Thursday, November 13, 2008

Half a Person

Once a woman watches her infant die over 5 months she is never whole again. Maybe other women can regain their entire their selves back. I just cannot. It's been almost 13 years since my child died and I have lost pieces of me forever.

I have gone on with a life, not the the same person so not the same life. I have used my energy to attempt to construct something resembling a life. I am not sure I have succeeded.

I continued to raise my two other boys. They are now 17 and 20. I think I did a pretty good job with them considering my heart bled continuously. After a 6 month-maybe a year when I was faking it. When I was pretending anything mattered.
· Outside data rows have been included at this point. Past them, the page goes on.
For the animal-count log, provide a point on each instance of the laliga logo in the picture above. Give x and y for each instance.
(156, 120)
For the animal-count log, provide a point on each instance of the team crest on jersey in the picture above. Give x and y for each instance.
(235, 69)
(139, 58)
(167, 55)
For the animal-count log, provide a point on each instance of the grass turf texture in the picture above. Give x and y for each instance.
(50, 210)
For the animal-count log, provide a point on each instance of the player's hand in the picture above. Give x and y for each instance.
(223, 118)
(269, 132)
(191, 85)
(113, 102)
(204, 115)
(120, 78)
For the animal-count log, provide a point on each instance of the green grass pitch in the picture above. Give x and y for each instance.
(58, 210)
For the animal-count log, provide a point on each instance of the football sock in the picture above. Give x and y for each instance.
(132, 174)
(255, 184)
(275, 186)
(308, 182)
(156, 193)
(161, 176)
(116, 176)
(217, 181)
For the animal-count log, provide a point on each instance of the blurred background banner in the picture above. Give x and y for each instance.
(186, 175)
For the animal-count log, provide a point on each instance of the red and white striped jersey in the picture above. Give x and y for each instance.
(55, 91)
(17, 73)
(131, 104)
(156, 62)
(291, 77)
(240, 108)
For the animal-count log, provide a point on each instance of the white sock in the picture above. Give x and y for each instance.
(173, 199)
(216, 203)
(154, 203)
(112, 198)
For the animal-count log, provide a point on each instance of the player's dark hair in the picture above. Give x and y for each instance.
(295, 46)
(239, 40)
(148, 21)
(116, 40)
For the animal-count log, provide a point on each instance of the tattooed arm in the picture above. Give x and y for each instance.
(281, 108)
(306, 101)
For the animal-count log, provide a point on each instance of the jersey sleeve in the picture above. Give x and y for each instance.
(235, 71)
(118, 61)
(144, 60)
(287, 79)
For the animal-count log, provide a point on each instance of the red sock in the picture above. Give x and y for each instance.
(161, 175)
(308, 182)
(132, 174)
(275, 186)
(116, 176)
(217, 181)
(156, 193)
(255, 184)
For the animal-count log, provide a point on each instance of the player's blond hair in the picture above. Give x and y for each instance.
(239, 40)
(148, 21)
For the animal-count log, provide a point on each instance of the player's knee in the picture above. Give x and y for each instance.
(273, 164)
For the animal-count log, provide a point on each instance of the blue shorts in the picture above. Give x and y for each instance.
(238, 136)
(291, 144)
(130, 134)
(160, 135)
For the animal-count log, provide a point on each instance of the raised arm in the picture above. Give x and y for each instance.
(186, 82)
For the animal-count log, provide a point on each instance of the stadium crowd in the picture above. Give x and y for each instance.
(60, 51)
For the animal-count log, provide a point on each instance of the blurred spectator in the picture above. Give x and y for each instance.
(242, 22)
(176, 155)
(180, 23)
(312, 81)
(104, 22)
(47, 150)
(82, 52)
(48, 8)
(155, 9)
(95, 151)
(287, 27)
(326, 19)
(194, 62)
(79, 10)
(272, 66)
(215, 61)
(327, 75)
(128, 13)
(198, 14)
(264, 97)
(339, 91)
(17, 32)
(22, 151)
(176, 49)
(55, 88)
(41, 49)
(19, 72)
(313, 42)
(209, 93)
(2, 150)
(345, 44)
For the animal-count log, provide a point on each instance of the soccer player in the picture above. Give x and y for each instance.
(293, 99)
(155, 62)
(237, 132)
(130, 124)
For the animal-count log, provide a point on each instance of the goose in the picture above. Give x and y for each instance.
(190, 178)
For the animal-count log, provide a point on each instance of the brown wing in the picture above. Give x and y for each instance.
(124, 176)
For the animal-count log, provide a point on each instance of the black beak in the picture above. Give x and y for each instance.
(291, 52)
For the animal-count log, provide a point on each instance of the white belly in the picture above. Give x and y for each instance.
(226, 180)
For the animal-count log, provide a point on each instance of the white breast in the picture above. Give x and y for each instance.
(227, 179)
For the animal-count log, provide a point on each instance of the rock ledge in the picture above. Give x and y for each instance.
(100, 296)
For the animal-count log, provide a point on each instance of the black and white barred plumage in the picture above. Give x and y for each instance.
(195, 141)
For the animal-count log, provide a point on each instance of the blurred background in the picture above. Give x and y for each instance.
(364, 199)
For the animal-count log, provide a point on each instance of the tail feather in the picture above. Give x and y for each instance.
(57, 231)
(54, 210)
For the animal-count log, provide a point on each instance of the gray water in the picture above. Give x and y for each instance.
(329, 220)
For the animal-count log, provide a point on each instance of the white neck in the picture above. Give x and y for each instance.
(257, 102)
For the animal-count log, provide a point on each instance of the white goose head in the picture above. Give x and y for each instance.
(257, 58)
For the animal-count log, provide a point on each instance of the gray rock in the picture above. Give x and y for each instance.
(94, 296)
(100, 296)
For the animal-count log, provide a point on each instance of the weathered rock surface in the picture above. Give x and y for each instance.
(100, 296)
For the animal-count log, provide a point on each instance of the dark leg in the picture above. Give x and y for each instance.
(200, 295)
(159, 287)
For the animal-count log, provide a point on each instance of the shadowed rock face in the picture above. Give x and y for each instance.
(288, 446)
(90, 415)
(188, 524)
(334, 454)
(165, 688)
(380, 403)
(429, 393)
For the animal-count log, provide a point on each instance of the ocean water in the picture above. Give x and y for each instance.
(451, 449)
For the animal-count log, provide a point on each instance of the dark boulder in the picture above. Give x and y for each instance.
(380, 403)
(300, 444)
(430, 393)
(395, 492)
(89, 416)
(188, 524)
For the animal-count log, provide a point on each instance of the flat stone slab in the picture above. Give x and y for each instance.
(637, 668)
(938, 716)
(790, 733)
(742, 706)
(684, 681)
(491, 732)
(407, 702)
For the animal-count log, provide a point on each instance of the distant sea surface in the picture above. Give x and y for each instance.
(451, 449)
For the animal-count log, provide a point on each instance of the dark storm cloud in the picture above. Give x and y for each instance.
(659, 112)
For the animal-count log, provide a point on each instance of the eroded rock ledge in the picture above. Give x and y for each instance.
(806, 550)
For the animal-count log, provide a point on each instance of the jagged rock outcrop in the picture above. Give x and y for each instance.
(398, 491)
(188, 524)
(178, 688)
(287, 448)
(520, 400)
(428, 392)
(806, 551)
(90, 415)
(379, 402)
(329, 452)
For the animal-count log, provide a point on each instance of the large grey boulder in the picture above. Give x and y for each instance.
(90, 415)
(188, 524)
After that I got back into the SAHM thing and continued to volunteer, help in the classrooms, know their friends, feed them, read them stories, helped with homework, etc.

They are not the kind of children who let you ignore them for long. They adapted to a different mother and I grieve for the hard realities they had to face at such young ages.

Maybe this is why my spouse and I have so little common ground. I am not the same woman and I will never be completely whole. Never.

2 comments:

Anonymous said...

We had a stillborn little girl honey and it has been so many years
since then...you never, never get over it. Unless you go through it you will never understand. Every January ninth I am a mess..it hits me as if it's the day it happened.

Nope hubby doesn't get it and never will. I so envy him.

I am sure your an excellent Mom because you are a wonderful person.

If I can ever help you please tell me what I can do.

Berni said...

I almost lost each one of my sons, 3 of them to various reasons. I am fortunate that they survived. I can't imagine how I would feel had I lost one of them whether if was from the womb or later. Now all grown I hope I never have to experience outliving my children.